Devant la pression fiscale et le racket qui ont rendu exsangues les maisons de
commerce de la place, les quatre opérateurs de téléphonie cellulaire (Télécel, Orange Centrafrique, Moov et Nation Link) apparaissent comme les cibles privilégiés du BDR. Au nom de la nécessité
du soutien à Bozizé et à son parti le KNK, ils vont contraindre les vendeurs grossistes de coupons de recharge téléphoniques, en général des
commerçants musulmans de la place, à leur remettre de l’argent. Avec cet argent sur lequel ils prélèvent un certain pourcentage, ils vont également obliger les opérateurs de téléphonie à leur
vendre les coupons 40% moins cher puis revendront ensuite ces coupons 20% moins chers aux mêmes grossistes alors que l’opérateur ne consent en général et habituellement que 8%
seulement de remise aux grossistes.
On le voit, alors que BDR n’a initialement sorti aucun rond de ses caisses, elle se
retrouve acheteur puis revendeur de coupons de recharge de téléphone à l’issue d’une transaction au cours de laquelle elle aura réalisé de faramineux bénéfices que ses principaux responsables se
partagent non sans satisfaction puisque n’ayant fourni aucun effort particulier. Il faut savoir que cette chaîne d’opération se déroule en une seule journée compte tenu de la forte demande du
marché, les coupons de recharge s’écoulant très rapidement. Avec un seul opérateur de téléphonie mobile, les malfaiteurs de BDR parviennent à engranger par semaine plusieurs dizaines de millions
de F CFA.
Cet enrichissement illicite sans efforts des responsables de BDR commence à faire des
émules, jusqu’à la Présidence de la République où d’autres proches collaborateurs de Bozizé croient devoir eux aussi, créer des associations
du même genre que BDR, dénommées sans rire et sans scrupule « Rayon de Soleil », « C’est lui ». Ces associations et
leurs responsables méritent bien le qualificatif « d’association de malfaiteurs »

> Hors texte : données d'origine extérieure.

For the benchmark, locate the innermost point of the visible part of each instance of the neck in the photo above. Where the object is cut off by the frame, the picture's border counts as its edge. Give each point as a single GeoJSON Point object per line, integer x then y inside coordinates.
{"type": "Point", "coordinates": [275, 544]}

qui se font leur beurre sur le dos des grossistes et des opérateurs de téléphonie dont l’équilibre financier et l’avenir, à terme, risquent d’être gravement menacés. L’appareil judiciaire en
Centrafrique étant actuellement instrumentalisé par Bozizé, il n’est guère étonnant que ces associations de malfaiteurs et leurs différents
responsables ne puissent jusqu’ici, faire l’objet de poursuites judiciaires.
A noter qu'un grossiste revendeur de coupons de recharge de téléphone verse
quotidiennement deux fois dans la journée à chaque opérateur de téléphonie, la somme d'un million de F CFA (1500 euros) en moyenne. Sur un coupon de recharge qui coûte 1000 F CFA (1,52 euros )
les malfaiteurs de BDR se font gratuitement 600 F CFA de profit (0,909 centimes d'euros) contre 400 F CFA soit 0,610 centimes d'euros au grossiste.